これを見ると、力学では重力を受ける運動、円運動、振動、剛体の運動、相対運動と、ほぼ万遍なく全範囲から出題されています。内容を見ると、運動方程式をもとに速度や変位を求める、エネルギーの変化を調べる、振動の周期や振幅を求める、回転運動における力のモーメントや慣性モーメントを調べる、重心や換算質量を用いて相対運動を解析する、といった問題が出題されています。一方で、衝突など運動量を扱うテーマの出題は見られません。今後も出題されないとヤマを張るのは禁物ですが、「物体にはたらく力を読み取る→運動方程式を立てる→微分方程式を解く」という基本的な流れをきちんとこなす力が特に重視されていると言えるかもしれません。

電磁気学については、コンデンサーについてと、電流と磁場の相互作用の問題が特に多いようです。ただし、鏡像法や電気双極子、電束密度など、軽視されることも多い項目に関わる出題も見られることを考えると、出題範囲の広さがうかがえます。交流回路などもこれまでの出題が少ないからといって油断できないでしょう。

・難易度
力学、電磁気学ともに、典型的なパターンで基本的なスキルを測る問題はもちろんですが、よくあるテーマでも少し違った切り口で展開される問題も見られます。物理法則や束縛条件を深く理解して処理できる力がないと、誘導にうまく乗れないという事態にもなりかねません。

●対策
基本的な問題だけでなく、ひねった問題に対応できるためには、個々の問題の解き方を覚えるだけでなく、「なぜここでこの公式を使うのか」「どういう現象について議論しているのか」ということを常に意識し、様々な問題同士のつながりを自分なりに整理しながら問題練習に取り組みましょう。
力学については、何といってもまず「図を書き、運動方程式を立て、微分方程式を解く」という一連の流れを徹底的に練習することが重要です。そのうえで、振動の微分方程式の解法、回転の運動方程式や慣性モーメントの導出、重心や換算質量の利用、よく使われる近似のやり方などについて特にしっかり練習しておきましょう。
電磁気学については、ガウスの法則を用いて電荷Qから電場E、電位Vを求め、コンデンサーの電気容量を求める(Q=CV)、という一連の流れの習得が最優先でしょう。磁場に関連しては、アンペールの法則への習熟を入り口に、電磁誘導、ローレンツ力など順次広げていきましょう。
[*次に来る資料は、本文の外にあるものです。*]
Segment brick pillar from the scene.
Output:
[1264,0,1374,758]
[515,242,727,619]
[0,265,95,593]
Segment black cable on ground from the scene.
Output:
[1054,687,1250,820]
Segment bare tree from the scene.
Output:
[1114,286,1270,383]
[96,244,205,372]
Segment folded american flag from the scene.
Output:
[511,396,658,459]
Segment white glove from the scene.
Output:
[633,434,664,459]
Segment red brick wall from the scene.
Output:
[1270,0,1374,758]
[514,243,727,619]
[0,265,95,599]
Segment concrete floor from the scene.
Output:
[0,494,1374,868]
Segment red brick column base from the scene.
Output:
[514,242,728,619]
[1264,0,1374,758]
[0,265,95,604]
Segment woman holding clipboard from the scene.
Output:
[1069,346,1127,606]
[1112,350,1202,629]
他方、電気回路(直流回路、交流回路)については、キルヒホフの電圧則・電流則と各素子の従う法則(抵抗V=RI、コイルV=L・dI/dt、コンデンサI=C・dV/dt)を用いて、連立方程式を立てる→解く、という手順をぶれることなく実行できるように練習しましょう。慣れてくるとワンパターンに思えてきますが、そこに到達するまでにはけっこう問題数をこなす必要がありそうです。